VW will Durststrecke in China mit Ralf Brandstätter überwinden
VW will Durststrecke in China mit Ralf Brandstätter beenden
Von Carsten Steevens, Hamburg
Volkswagen spricht von einer Durststrecke in China. Lokale und neue Konkurrenten bestimmen die von Rabattschlachten geprägte Stromer-Szene im weltgrößten Automarkt. Der mit einem Anteil von 22% amtierende Marktführer im nach wie vor rentablen Geschäft mit Verbrennerfahrzeugen hat den Anschluss im Zukunftssegment der Elektrofahrzeuge bislang nicht geschafft.
Auf Schrumpfkurs
Zahlen veranschaulichen die Misere: Die Auslieferungen der Wolfsburger sind in China von 4,2 Millionen Fahrzeuge vor Beginn der Coronakrise auf 2,9 Millionen Fahrzeuge im vergangenen Jahr gesunken. Nach einem Minus von 9,5% im vorigen Turnus schrumpften die Auslieferungen in den ersten sechs Monaten 2025 um 2,3% auf 1,3 Millionen Fahrzeuge. Der Rückgang bei reinen E-Autos lag zuletzt allein bei fast 35%. Auf China entfallen damit aber immer noch rund 30% des VW-Konzernabsatzes weltweit. Die Gewinne der chinesischen Joint Ventures rutschen ebenfalls ab: von 5,2 Mrd. Euro vor zehn Jahren auf 1,7 Mrd. Euro im vorigen Jahr. 2025 erwartet VW ein anteiliges operatives Ergebnis von 500 Mill. bis 1 Mrd. Euro.Vor diesem Hintergrund hat der VW-Aufsichtsrat unlängst den Vertrag von Ralf Brandstätter als Mitglied im Konzernvorstand bis Ende Juli 2028 verlängert. Der 56-Jährige ist seit dem Sommer 2022 für das Geschäft in China verantwortlich. Seitdem arbeitet der gebürtige Braunschweiger an der Stärkung der Wettbewerbsfähigkeit von VW in China – bei Technologien und bei Kosten. „In China, für China“, lautet die Devise. Mit dem Aufbau lokaler Entwicklungskapazitäten und -kompetenzen sowie durch Partnerschaften mit chinesischen High-Tech-Firmen und Herstellern habe man inzwischen „eine tiefe Integration der eigenen Fahrzeugentwicklung in das lokale Ökosystem geschafft“, heißt es im Konzern.
Resonanz gibt Hoffnung
Fahrzeuge würden mit modernster Technologie 30% schneller als bisher und – unter Wahrung hoher Standards bei Qualität und Sicherheit – mit bis zu 40% niedrigeren Kosten entwickelt. Dadurch will VW mit dem Wettbewerb gleichziehen. Neu entwickelte Produkte und Technologien, zugeschnitten auf Wünsche chinesischer Kunden, sollen ab Ende 2025 auf den Markt kommen. Erste „in China, für China“ entwickelte Fahrzeuge der Marke VW sowie der neuen China-exklusiven Marke AUDI fanden Beobachtern zufolge auf der Branchenmesse „Auto Shanghai“ im April großen Anklang. Die Vertragsverlängerung für Brandstätter sei insofern wohl als Anerkennung dessen zu verstehen, was strategisch in den vergangenen drei Jahren auf den Weg gebracht und bei der Automesse gezeigt worden sei.
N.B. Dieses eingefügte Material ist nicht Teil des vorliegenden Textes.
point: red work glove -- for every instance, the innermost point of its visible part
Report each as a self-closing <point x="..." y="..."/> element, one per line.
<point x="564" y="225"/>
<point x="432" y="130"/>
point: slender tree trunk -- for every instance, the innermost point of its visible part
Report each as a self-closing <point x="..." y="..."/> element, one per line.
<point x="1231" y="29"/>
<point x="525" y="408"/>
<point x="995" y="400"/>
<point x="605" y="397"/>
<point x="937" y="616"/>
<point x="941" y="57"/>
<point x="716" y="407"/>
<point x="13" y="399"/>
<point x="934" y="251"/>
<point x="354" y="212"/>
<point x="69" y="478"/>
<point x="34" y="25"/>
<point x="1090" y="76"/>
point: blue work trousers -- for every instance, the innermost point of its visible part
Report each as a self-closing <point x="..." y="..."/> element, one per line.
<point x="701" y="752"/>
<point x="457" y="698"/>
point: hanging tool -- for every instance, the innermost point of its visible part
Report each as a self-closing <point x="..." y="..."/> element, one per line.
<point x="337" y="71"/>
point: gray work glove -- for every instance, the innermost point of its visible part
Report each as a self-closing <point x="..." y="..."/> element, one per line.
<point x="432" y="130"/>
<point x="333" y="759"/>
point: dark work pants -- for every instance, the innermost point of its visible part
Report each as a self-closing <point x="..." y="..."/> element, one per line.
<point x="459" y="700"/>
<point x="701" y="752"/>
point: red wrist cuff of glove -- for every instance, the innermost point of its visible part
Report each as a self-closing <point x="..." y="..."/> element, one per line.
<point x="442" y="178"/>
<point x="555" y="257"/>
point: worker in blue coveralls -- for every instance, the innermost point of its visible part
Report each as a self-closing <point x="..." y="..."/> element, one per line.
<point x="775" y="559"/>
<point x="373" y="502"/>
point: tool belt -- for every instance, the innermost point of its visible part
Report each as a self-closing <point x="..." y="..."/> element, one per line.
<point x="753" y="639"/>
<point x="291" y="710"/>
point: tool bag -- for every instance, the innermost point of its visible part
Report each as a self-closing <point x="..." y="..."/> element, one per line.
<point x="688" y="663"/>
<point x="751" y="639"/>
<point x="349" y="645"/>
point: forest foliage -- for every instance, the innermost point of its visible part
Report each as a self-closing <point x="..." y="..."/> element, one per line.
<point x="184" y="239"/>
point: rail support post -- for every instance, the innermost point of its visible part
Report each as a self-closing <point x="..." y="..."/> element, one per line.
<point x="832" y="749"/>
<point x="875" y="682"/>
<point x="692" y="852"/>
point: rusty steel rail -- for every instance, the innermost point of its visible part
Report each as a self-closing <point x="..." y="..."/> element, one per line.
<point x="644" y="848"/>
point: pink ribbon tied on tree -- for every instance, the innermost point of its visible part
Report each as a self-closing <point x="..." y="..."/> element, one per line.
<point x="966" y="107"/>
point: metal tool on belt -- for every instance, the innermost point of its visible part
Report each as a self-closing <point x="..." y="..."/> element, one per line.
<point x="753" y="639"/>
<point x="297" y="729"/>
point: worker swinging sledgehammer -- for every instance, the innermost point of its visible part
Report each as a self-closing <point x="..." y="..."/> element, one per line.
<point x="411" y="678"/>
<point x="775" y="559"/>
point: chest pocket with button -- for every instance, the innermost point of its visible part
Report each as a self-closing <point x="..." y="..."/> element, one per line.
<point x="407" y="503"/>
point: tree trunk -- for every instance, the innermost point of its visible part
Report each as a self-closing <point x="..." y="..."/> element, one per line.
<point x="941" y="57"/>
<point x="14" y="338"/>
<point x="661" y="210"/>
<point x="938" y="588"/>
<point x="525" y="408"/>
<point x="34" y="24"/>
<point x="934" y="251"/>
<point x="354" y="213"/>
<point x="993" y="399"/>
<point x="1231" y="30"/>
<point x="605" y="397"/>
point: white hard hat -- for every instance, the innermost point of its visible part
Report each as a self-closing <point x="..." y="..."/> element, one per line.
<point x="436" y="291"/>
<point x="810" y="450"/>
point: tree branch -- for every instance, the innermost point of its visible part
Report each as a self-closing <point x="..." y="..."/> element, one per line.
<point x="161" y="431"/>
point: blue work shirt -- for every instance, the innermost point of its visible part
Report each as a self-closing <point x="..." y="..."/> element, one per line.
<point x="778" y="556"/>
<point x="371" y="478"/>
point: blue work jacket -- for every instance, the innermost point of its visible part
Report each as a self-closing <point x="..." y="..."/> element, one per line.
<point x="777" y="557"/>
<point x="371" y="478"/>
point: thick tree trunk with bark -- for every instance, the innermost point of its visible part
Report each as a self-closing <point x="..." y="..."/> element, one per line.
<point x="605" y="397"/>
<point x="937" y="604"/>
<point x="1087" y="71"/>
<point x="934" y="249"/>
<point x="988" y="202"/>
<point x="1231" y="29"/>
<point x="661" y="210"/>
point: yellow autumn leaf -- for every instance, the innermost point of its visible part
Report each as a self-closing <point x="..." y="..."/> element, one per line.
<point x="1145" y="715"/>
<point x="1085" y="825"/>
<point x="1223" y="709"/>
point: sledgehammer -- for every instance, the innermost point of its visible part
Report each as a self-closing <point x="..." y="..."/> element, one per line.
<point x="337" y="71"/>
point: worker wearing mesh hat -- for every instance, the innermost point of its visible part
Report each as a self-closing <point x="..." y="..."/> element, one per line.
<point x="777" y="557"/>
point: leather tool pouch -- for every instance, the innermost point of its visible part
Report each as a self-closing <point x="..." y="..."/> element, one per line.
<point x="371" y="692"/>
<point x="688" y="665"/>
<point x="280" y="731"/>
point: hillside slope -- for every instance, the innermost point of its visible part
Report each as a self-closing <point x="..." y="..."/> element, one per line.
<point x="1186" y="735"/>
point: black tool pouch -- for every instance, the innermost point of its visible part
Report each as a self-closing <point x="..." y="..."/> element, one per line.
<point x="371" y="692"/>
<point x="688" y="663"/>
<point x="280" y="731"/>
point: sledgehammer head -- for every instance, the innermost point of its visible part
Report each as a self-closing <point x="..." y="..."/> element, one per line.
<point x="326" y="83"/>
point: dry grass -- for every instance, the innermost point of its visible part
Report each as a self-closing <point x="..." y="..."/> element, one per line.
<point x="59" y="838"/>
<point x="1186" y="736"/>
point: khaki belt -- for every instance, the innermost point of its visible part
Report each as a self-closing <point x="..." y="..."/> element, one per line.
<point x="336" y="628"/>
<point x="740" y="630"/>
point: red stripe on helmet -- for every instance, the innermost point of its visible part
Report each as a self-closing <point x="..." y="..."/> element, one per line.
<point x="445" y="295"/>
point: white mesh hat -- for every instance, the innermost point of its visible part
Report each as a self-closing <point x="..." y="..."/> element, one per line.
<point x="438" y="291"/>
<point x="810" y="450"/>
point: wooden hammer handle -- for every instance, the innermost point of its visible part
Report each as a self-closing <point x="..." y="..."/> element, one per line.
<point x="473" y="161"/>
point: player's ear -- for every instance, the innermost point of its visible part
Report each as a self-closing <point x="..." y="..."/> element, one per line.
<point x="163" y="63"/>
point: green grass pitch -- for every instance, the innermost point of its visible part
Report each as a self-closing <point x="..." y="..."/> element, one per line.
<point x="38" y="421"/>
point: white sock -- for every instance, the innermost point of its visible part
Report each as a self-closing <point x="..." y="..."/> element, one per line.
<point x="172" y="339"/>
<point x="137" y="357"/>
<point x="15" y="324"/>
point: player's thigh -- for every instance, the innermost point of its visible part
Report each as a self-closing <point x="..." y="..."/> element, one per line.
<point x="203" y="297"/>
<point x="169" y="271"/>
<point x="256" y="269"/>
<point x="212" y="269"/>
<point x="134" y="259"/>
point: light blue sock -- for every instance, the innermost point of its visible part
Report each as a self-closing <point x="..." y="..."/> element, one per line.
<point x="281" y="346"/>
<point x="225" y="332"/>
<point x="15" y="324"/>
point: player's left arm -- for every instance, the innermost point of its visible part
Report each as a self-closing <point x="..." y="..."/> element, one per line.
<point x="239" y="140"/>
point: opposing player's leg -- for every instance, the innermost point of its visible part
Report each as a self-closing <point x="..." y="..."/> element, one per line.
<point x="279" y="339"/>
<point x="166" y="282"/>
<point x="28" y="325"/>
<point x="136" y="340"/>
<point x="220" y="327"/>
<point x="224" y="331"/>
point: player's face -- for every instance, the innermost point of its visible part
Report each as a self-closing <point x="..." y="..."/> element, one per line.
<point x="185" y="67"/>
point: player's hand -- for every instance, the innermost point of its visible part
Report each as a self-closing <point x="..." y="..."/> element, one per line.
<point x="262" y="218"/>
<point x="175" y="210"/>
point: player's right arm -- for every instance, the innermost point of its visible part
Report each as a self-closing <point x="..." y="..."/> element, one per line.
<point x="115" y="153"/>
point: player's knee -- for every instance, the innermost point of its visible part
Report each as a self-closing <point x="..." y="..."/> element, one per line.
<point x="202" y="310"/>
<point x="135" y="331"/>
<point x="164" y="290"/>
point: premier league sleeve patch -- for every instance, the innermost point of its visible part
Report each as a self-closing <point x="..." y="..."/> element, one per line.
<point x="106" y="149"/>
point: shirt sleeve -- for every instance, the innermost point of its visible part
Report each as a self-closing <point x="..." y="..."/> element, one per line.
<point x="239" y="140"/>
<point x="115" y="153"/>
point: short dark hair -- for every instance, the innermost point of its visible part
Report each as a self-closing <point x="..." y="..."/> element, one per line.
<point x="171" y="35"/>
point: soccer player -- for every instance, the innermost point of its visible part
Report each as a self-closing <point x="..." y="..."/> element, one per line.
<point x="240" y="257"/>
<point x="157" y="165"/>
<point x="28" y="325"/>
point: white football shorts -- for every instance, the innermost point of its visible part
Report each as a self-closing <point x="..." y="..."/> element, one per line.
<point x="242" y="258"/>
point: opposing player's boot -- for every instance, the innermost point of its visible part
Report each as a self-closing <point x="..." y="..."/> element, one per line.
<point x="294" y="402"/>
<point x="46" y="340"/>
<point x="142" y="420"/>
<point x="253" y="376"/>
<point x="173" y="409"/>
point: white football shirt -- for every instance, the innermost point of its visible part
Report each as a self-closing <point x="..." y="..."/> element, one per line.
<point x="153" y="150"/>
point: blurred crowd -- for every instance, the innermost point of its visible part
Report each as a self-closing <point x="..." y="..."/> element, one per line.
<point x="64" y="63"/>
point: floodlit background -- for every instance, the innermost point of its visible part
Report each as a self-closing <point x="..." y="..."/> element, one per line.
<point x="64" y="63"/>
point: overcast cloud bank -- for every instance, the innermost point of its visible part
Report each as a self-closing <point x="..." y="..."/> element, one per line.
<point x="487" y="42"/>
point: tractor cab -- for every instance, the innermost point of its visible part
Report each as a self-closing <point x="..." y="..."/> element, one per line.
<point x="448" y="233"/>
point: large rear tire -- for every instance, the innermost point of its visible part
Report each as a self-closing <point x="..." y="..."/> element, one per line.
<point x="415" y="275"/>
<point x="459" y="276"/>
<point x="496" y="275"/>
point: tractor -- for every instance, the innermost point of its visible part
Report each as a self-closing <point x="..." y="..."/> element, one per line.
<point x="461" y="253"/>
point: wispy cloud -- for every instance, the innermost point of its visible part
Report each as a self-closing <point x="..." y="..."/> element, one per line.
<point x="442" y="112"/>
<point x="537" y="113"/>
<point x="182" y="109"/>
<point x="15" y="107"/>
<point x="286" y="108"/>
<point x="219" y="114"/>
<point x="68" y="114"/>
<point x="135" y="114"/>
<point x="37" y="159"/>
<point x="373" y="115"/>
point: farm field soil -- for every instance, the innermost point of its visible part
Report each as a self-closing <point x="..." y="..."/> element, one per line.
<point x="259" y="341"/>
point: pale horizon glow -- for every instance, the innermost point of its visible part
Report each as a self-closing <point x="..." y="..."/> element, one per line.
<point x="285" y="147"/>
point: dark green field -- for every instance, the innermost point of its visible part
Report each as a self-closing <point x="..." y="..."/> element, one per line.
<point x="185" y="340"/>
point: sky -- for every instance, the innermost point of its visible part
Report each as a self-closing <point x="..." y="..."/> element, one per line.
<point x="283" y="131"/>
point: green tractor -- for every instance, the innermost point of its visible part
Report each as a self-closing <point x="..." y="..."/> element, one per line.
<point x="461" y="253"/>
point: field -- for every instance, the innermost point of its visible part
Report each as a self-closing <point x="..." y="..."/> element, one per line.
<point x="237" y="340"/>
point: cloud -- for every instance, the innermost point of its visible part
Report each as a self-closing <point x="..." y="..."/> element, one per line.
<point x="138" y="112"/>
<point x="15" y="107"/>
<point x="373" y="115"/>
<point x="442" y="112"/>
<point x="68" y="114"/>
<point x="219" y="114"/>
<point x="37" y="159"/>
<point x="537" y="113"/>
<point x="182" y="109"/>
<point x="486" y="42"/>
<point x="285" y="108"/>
Der Erfolg der Strategie in Chinas E-Mobilitätsmarkt, in dem aus Wolfsburger Sicht ein irrationaler Preiskampf zwischen mehr als 130 Marken stattfindet – aus dem sich VW nach eigenen Angaben aber heraushält – muss sich freilich noch erweisen. Angekündigt wird die größte Produktoffensive in der über 40-jährigen Historie von VW in China. Bis 2030 wollen die Konzernmarken rund 50 sogenannte New Energy Vehicles anbieten.
Im Umfeld von Brandstätter, der 1993 zu VW kam und vor seinem Wechsel nach China die Konzernmarke Volkswagen Pkw führte, gibt man sich zuversichtlich. Im chinesischen Automarkt, der aktuellen Prognosen zufolge in den nächsten fünf Jahren um 5 auf etwa 28 Millionen Fahrzeuge wachsen wird, traut sich der Konzern 2030 einen Absatz von 3,5 bis 4 Millionen Fahrzeugen zu – „bei entsprechender Profitabilität“. Bis 2027 soll das anteilige operative Ergebnis der Joint Ventures auf 2 Mrd. Euro steigen.